Please go to “Flow’s” Special Issue on The Archive to see a slightly modified selection (“The Views of the Feminist Archive”) from my longer essay “A Process Archive: The Grand Circularity of Woman’s Building Video,” which will be published in 2011 in the catalog for Doin’ it in Public: Feminism and Art at the Woman’s Building, one of 15 Getty sponsored art shows, “Pacific Standard Time: Art in LA, 1945-80.”

By way of John Grierson  and Tom Gunning, I come to the conclusion:

“Their process led to no product (other than its video documentation), but rather to affection, collectivity, and self-expression. But, I’m starting to bore myself. That’s their theory, and it is represented in everything they made. Where patriarchy, and its documentary see linear, singular, goal oriented processes resulting in commodifiable products and places, Woman’s Building video produced and preserved a multiple, messy view of the development of collective experience, voice, and growth en route. In the 1970s, women at the Building augmented their feminist art making and education with video recordings (now archived) to allow for a permanent record of their developing theory of process: a multiple, collective point of view reverberating and transformative in and across people and places, the present as well as the future. At the Getty Research Institute today, watching their compelling if confusing and often outsized archive of process, I am wowed by the complexity and originality of their view.”

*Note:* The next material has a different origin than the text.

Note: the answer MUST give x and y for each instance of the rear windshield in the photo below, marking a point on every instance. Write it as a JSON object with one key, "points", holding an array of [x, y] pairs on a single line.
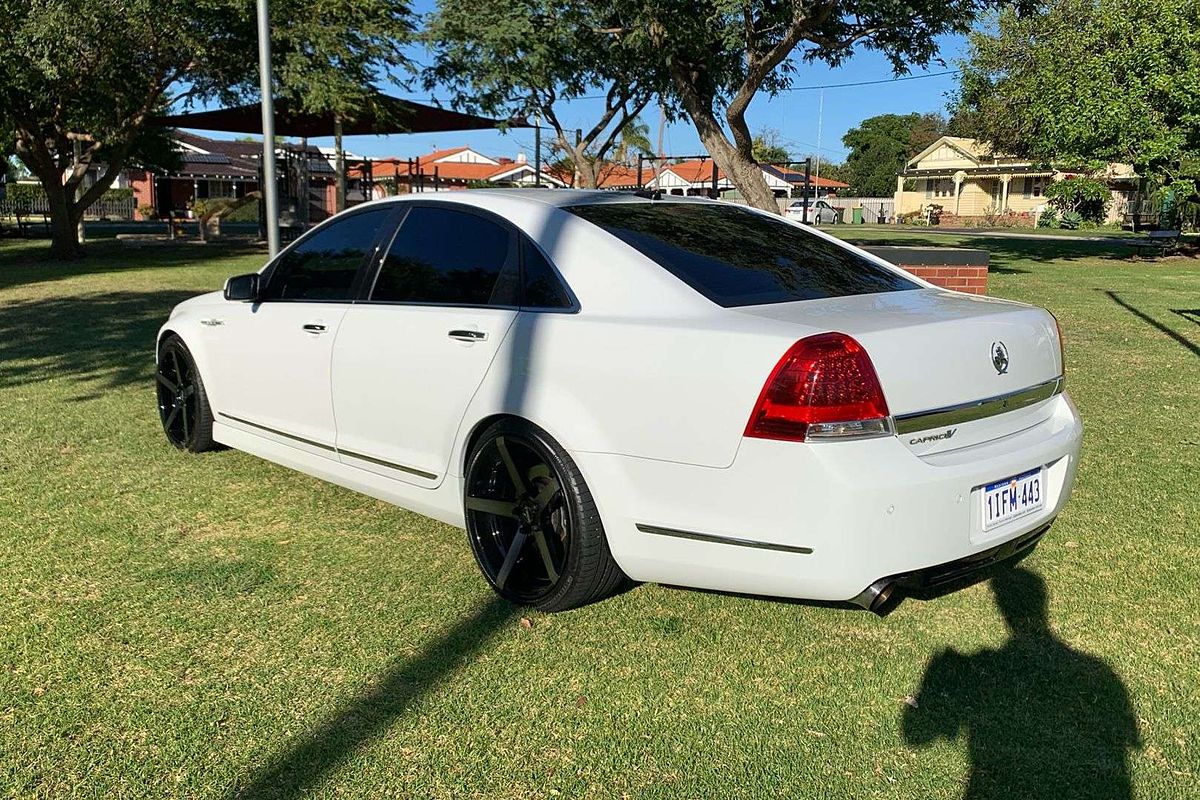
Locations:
{"points": [[738, 258]]}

The archivist brings work to visibility by seeing it, knowing it in her way, and connecting it to other video and viewers that will frame and hold it: giving context, making friends, building arguments, forming associations. Unruly archives need curators. Their holdings nothing but inconsequential detritus until loved and re-purposed.

I have proposed a video archive love fest. I want to take the dead work of the L.A. Woman’s Building (recently archived at the Getty’s Research Institute) and re-purpose it on-line. Bring it back to life. Make it relevant. Make if visible and re-usable. Put it on YouTube.

A proposed (pending funding) continuation of my work with the Getty’s Pacific Standard Time Project, I hope to move old tapes on-line linking this inspiring (and too invisible) retro-video-vision to the hyper-mediated now. I am eager to re-purpose YouTube as a productive archive of video art that addresses some of the contradictions engendered by this unique process archive. Women’s Building video was made and saved by countless (often anonymous) women who were mutually developing and enjoying a uniquely feminist theory and practice of video fundamentally informed by a consciousness raising that was itself conversant with contemporary art and primarily engaged with video at its inception. Throughout feminist art education at the Building (video) process was valued, and itself documented as well as being document, and all of this was meant to be made public (often through video), and then saved for history (as video), even, counter-intuitively, as it was also, most critically, marking something entirely internal and ephemeral.

In videos from the Building, there is a consistent and self-aware project that evocatively links video across this archive to both feminist process and preservation. I would continue this past project, by selecting videos from the archive, with the artists’ permissions put them on-line, and produce prompts, frameworks, and tools for their contemporary use. In so doing, I would be attempting to making this archive newly usable for present-day digital (video) processes, thus unmooring it from its obscure, frozen, and misunderstood place as feminist history, and encouraging it to better engage with our feminist present (which was once its under-theorized future), in the meantime allowing past work to remain relevant, become active, and embark in dialogue with the present.

I will speak on this Saturday at the ASA Conference.